At times during this period of isolation, it would be easy to allow myself to feel the same way Ringo Starr looks in the opening scenes of episode two of the Get Back documentary when he glumly glances around an empty studio the morning after George Harrison has left the band and realises that neither of the other two Beatles has turned up for rehearsal. In my quieter moments – the much quieter moments – I’ll think back to my last face-to-face interaction with another human being at the test centre, where the young woman instructed me on how to take a swab of my tonsils. Right now it’s still all I have to look back on from my 2022 to date.
Most of the time, though, I’ve tried to remain mindful by focussing on things such as the meditation practice I listened to this afternoon which encouraged me to picture all the colours in a rainbow, which was useful since my Facebook feed was filled with people who had photographed an actual rainbow that appeared over Oban yesterday.
Much like it has been more than a week since I last tested negative for Covid-19, when I got out of bed today it had also been over seven days since I last trimmed my stubble. This was out of sheer carefree laziness more than any consideration of a future facial fashion statement, particularly when as unruly strands of hair appeared they seemed to be overwhelmingly salt in colour rather than pepper. There was some curiosity, I’ll admit, not least because of the high regard men who have beards seem to be held in by the opposite sex. But when I looked at my rugged and ragged face in the mirror this morning, I just couldn’t see it. Of course, it was only a week of growth, so not even close to being a proper beard, but I couldn’t help from thinking that my face resembled an unfinished drawing by a child.
Even if I’m not going to be able to go anywhere for another few days yet, I figured that it’s time to grow up rather than grow out and get myself ready for the outside world again.
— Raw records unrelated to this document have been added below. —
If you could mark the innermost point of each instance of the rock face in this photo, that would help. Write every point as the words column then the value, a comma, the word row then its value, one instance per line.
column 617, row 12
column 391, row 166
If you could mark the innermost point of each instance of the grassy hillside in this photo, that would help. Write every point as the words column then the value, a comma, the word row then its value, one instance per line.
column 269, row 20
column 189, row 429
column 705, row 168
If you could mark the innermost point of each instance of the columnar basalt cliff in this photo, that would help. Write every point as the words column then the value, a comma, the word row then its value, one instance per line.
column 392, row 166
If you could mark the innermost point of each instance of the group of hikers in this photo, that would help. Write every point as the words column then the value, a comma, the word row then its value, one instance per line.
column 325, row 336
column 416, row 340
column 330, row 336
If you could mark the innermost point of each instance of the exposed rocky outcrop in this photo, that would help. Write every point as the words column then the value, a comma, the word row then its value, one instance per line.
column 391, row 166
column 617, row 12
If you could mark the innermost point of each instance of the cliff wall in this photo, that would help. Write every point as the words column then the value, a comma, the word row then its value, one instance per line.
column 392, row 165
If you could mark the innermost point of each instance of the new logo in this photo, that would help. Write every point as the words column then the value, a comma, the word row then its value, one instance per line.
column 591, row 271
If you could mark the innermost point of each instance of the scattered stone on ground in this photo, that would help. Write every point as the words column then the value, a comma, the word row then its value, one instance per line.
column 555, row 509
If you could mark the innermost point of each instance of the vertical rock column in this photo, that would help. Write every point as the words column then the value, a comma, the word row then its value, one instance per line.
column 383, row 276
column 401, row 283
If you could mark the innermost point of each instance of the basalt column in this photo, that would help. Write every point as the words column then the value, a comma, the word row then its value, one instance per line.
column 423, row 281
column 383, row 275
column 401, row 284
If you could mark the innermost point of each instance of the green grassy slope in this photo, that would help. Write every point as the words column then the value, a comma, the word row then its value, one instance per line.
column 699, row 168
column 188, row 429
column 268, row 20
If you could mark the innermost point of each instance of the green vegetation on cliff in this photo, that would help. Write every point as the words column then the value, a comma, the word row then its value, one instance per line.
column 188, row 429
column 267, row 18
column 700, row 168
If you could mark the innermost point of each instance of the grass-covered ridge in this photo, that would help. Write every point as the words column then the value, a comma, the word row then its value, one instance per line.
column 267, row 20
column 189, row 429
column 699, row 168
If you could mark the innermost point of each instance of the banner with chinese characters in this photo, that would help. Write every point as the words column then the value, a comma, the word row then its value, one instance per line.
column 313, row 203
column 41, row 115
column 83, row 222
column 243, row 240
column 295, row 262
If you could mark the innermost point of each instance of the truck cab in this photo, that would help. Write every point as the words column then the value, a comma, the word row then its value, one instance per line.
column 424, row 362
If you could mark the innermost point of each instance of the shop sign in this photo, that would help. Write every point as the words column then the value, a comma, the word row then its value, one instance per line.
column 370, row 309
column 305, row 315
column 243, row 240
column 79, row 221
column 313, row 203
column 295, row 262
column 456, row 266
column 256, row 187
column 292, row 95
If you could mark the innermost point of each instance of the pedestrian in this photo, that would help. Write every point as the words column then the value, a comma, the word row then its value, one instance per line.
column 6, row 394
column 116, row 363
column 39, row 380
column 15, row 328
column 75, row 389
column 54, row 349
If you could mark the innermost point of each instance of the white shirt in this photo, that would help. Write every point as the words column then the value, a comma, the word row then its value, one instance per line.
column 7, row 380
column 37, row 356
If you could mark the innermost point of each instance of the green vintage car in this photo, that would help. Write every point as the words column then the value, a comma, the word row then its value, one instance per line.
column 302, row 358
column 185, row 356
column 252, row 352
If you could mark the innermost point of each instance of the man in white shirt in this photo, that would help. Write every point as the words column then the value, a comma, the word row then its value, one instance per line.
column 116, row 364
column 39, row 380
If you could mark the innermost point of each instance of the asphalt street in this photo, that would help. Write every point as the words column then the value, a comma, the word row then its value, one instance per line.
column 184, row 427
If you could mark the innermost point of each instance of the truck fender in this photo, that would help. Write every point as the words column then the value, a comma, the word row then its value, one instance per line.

So I trimmed the hairs back down to their usual 1.0mm stubble, leaving a trail of clippings in the sink that gave the impression of an atrocity in a condiment factory. A weight has been lifted from my cheeks, if not my shoulders, and my face now looks like 1969 John Lennon – even if I’m yearning to get up and walk out like George.
I accidentally read a thread on Twitter earlier today about the long-term effects of Covid. It’s hard to go from reading something like that to brushing the oak flooring in my flat, but it hadn’t been done since I began isolating and I need to get a grip. One thing I don’t understand is where all the dust and debris on my floor has come from. I haven’t left the place in over a week, save for the thirty seconds I spent out at the recycling bins on Thursday, and goodness knows when anybody was last in here. There were indistinguishable strands of thread, shards of paper, tiny grains of dirt, and spent pieces of discarded sellotape all over the place. My flat looked like the aftermath of the world’s most underwhelming craft fair. All I’ve been doing for eight days is travelling from my bed to the couch, to the kitchen, to the couch, and back to bed again in some robotic trance. It’s implausible to consider where all the dirt had come from, and in the end, I don’t want to think about it any more than I’d like to know what being infected with Covid will do to my lungs and heart six months from now.
I woke up this morning feeling more symptoms at once than I have for several days. A pitiful cough, the frustrating brain fog and an exaggerated difficulty breathing all rolled out of the revolving door at once. I felt better as the day went on, however, it came as no surprise when I registered my fifth positive test in a row in the afternoon. The line was the faintest it has been yet, appearing as though it had been drawn on by a red felt tip pen that has almost run dry. All of which means I have another two days of isolation to keep my stubble trimmed and my flooring free of dust before I can be reintroduced into society.